こんにちは、エクシールの清水です。
今回は、異物の中でもビニール片やラップなどの【柔らかい素材の混入を防ぐ方法】についてお話をしていきます。
※この記事は2020年10月5日に公開した記事ですが、リライトに必要な文言等を追記、修正して再度公開しました。
ビニール片やラップなどの異物が混入する原因
ビニール片やラップなどが混入する工程は主に2つあります。
包装資材の破損
製造工程や包装の過程でラップやビニールが破損することがあります。
■ 原料の開封時
原料のほとんどは包装された状態で届きますが、開封する段階でビニールの破片が発生してしまい混入することがあります。
■ 長期保管時
長期間保管されたビニールやラップは劣化しやすく、破れやすくなるため、破片が製品に混入するリスクが高まります。
■ 包装資材の保管・管理の不備
ビニールやラップが適切に保管されていない場合、他の資材や工具と接触して破損し、破片が生じる原因になります。
■ 包装機械のメンテナンス不足
包装機械が古くなったり、メンテナンスが行き届かない場合、部品が摩耗してビニールを適切に切断できず、機械の摩擦でビニール片が削れ、破片が発生することがあります。
人為的原因
人が作業をする以上、気づかずに破片が落ちてしまうことがあります。
■ 手作業での取り扱い
ラップやビニールを手作業で取り扱う際、少量が切れたり破れたりして混入することがあります。特に手早く作業を行う際には、気づかずに破片が落ちてしまう可能性が高まります。
■ 破損資材の再利用
コスト削減のために破れたビニールを再利用すると、その破片が製品に混入するリスクが増します。
■ 納品時の持ち込み
サプライヤーから納品されたビニールやラップに既に微細な破片や異物が混入している場合、製品に混入するリスクがあります。納品時の検品が不十分だと、そのまま製造ラインに持ち込まれてしまいます。
対策1:ビニール製品の取り扱いルールを定める
ビニール製品(ラップなど)は食品を取り扱ううえで使用頻度の高い素材のため、取り扱いの際はルールを定めておくことが大切です。
包装用の袋の場合
■ 開封方法を定める
袋の開封方法を工場内で統一しましょう。例として、下記のような方法が挙げられます。
・袋はまとめてではなく1つずつ開封する
・切れ端は切り離さずくっついた状態で破棄する
・開封後は本体と切れ端が必ず手元にあることを確認してから破棄する
・破片の発生を防ぐために一度切り込みを入れたら2重切りはしない
・開封後はすぐに破棄する
やり方が作業者によって異なると、切り方に差が出るため混入の可能性が高まります。また、万が一の際の原因追及も困難です。
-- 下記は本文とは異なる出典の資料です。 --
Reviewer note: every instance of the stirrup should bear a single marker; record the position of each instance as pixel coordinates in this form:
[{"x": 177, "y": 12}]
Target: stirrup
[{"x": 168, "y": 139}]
全員が同じ方法で作業できるように周知し、作業の都度確認を行いましょう。
■ 機械やハサミなどを定期的に点検・交換する
開封に用いるハサミが劣化して切れにくいと、切り口がボロボロになり破片を発生させる原因となります。定期的に切れ味を確認し、劣化のタイミングで交換しましょう。
ラップの場合
■ 見つけやすい色のものを使う
家庭用のラップは透明で見つけにくいのが難点です。
今は色が付いた素材の備品を用いることが、多くの工場で主流となっています。ラップも同様で、発見がしやすい青色のものを使用して混入時に見つけやすくする工夫をしましょう。
手袋の場合
■ 定期的に確認を行う
作業中は手袋の破損に気づきにくいです。30分に1回または1時間に1回、作業者同士で確認をするタイミングを設けましょう。
作業時のルールを定めた後は、確認を怠らないことが大切です。
「正しい方法で開封しているつもりだったが切り口から破片が発生していた」「手袋の確認をしたが、小さな破れを見落としていた」など、同じ工程を繰り返していると、流れ作業化して見落としが発生してしまいます。
ただ業務をこなすのではなく、作業に対する確認ができるよう常に意識しましょう。
対策2:5S活動の徹底
■ 整理・整頓
必要な資材や工具のみを使用場所に保管し、不要なものは作業場から除去します。これにより、ビニールやラップの破片が作業場に残るリスクを減らします。
■ 清掃
作業後は製造ラインをしっかりと清掃し、残留物を除去します。特に、ラップやビニールの破片が落ちやすい場所には重点的に清掃を行い、異物混入を防ぎます。
対策3:サプライヤーとの連携
■ 包装資材の品質管理
ビニールやラップの品質について、サプライヤーと密に連携し、異物混入が起こりにくい耐久性や品質を確保します。納品時には品質チェックを行い、不良品や破れのある資材を除外します。
■ サプライヤーの衛生管理体制確認
納品する資材が衛生的な状態であるかを確認するため、サプライヤーの衛生管理体制についても定期的にチェックすることが推奨されます。
対策4:記録と改善
■ トレーサビリティの確保
異物混入が発生した場合、いつ、どこで混入したかを追跡できるように記録を管理します。これにより、再発防止のための対策が取りやすくなります。
■ 改善活動の実施
異物混入のリスクが発見された際には、原因究明と再発防止策を講じます。これにより、作業プロセスや資材管理の継続的な改善が可能となります。
まとめ
ビニール片やラップの混入は、工場内の管理の甘さだけでなく、資材の品質や設備の状態、日常の取り扱いミスなど、さまざまな要因が影響しています。ビニール片やラップの混入は、消費者の信頼を損なう大きなリスクであり、食品工場では特に厳重な管理が求められます。各対策を通じて、異物混入を防ぎ、安全で高品質な製品を提供していきましょう。